ガバッ!! と黒子は瞬間的に大画面の方へ振り返る。

 

スポーツ車椅子を押していた初春が、ビクゥ!! と震えあがるほどの勢いで。

 

 

「お姉様 大お姉様 お姉様(五七五)! やはり完全なる圧勝という形で、その躍動する肢体を皆へ見せつけていますのね! 生はおろか録画すらもしてないこの不出来なわたくしをお許しくださいですの!!」

 

 

キラキラキラキラァッ!! と黒子の両目が輝きまくる―――が、

 

 

『一緒に走ってもらった協力者さんを労わる所も好印象でしたね。
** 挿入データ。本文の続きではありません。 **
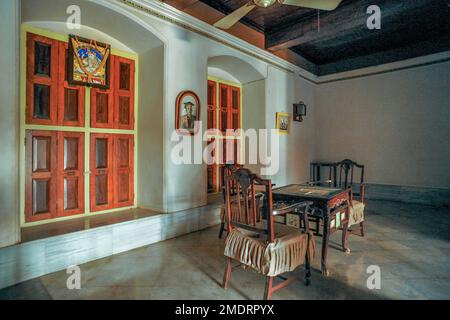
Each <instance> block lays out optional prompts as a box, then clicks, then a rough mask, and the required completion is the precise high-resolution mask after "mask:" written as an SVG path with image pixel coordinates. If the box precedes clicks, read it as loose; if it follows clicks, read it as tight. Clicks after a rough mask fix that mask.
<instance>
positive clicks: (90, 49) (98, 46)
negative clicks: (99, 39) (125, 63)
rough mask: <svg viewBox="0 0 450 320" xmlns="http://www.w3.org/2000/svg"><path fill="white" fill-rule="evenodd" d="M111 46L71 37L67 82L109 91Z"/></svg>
mask: <svg viewBox="0 0 450 320" xmlns="http://www.w3.org/2000/svg"><path fill="white" fill-rule="evenodd" d="M110 63H111V46H110V45H108V44H104V43H101V42H97V41H95V40H89V39H85V38H82V37H78V36H74V35H70V36H69V57H68V64H67V81H68V82H69V84H71V85H81V86H88V87H94V88H100V89H109V82H110Z"/></svg>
この辺りが名門常盤台中学の嗜みと言った所でしょうか』

 

 

なんだと? と黒子の頭に『?』が飛び交う。

 

そして、次の瞬間、画面が切り替わり、映像が流れたおそらく録画だろう、ゴールした後の様子が映っている。

 

 

(んな……ッ!?)

 

 

白井黒子は見た。

 

御坂美琴が男子生徒にお姫様だっこされながらゴールテープを切ったのを。

 

上条詩歌が男子生徒の身体を自分のスポーツタオルで丁寧に拭ってあげているのを。

 

御坂美琴が男子生徒に自分が口を付けたスポーツドリンクを手渡しているのを。

 

 

(あんの若造が……ッ!?)

 

 

その後、2周抜かしという偉業を達成した鬼塚陽菜の話題へと移ったが、もう黒子は聞いていない。

 

身体から真っ黒で邪悪な炎のような嫉妬オーラを放出しながら、黒子は、大画面に映っていた幸福過ぎる男子生徒の顔を思い返す。

 

超見覚えがある。

 

というか、そいつは黒子の抹殺リストで堂々のトップを飾っている愚兄だ。

 

ガターン!! と白井黒子は渾身の力を込めてスポーツ車椅子から勢い良く立ち上がると、

 

 

「こっ、殺す! 生きて帰れると思うなですのよ!! それにしてもお姉様まで、公衆の面前であんなに頬を染めたりしまうだなんて! 悔しいったらありゃしませんわーっ!!」

 

 

「ちょ、待っ、白井さん!! 落ち着いてください!!」

 

 

少年漫画的に怒りで何かに目覚めかけている白井黒子と半泣き寸前の初春飾利がギャアギャアと騒ぐ。

 

 

 

 

 

 

 

「あははー……どうしよっか、あれ」

 

 

その様子を遠くから窺う2人の友達――佐天涙子。

 

偶然、見かけたのは良いが……

 

うん。

 

声を掛けるのはもう少し後……この騒ぎが収まってからにしよう。

 

初春には悪いけど……

 

ますます向こうがヒートアップしていく中、<大覇星祭>もますます盛り上がりを見せていく。